Over 80 dead as severe weather hits Pakistan and Afghanistan

Over 80 dead as severe weather hits Pakistan and Afghanistan

Pakistan's Balochistan province has particularly been hit hard with at least 14 deaths reported in the past 24 hours [Fayyaz Ahmed/EPA]

Heavy snowfall has resulted in avalanches and flooding, leaving people stranded and causing at least 80 deaths so far.

Avalanches, flooding and harsh winter weather has killed more than 80 people across Pakistan and Afghanistan in recent days, officials said Tuesday, as authorities struggled to reach people stranded by heavy snowfall.

At least 42 people died and 21 were injured across Pakistan, with several still missing in weather-related incidents, while a further 39 people were killed in Afghanistan, according to officials in both countries.

Forecasts suggest more harsh weather is on the way.
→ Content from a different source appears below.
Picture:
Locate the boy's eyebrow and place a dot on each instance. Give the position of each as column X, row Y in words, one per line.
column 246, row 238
Pakistani Kashmir was the worst-hit area, with 23 people killed and 10 others missing, Nouman Raja, head of the state disaster management authority, told AFP.
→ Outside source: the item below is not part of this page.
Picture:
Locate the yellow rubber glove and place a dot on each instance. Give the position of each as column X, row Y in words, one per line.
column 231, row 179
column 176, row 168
In the picturesque but conflict-riven Neelum Valley in Kashmir, heavy snowfall triggered an avalanche that killed at least 14 people.

Authorities shuttered schools, while several highways and roads were closed across northern mountainous areas, according to officials.

To the southeast in Balochistan province, at least 19 people had been killed in separate weather-related incidents, said Mohammad Younus, an official with the provincial disaster management authority.

“Most of those who died were women and children,” he told AFP, adding that hundreds remained stranded.

Across the border in Afghanistan, more than 300 houses were either destroyed or partially damaged throughout the country, said Ahmad Tamim Azimi a spokesman for the Natural Disaster Management Authority.

“A cold snap, heavy snowfall and rains that started two weeks ago have caused damage,” he said, adding that most casualties were caused after roofs collapsed under thick snow.

Hardest hit were southern Kandahar, Helmand, Zabul and western Herat provinces.

In Herat, seven people — all members of the same family and including children — died when their roof, Azimi added.

Harsh winters often take a heavy toll in mountainous Afghanistan, and the country remains poor despite billions of dollars in aid from the international community.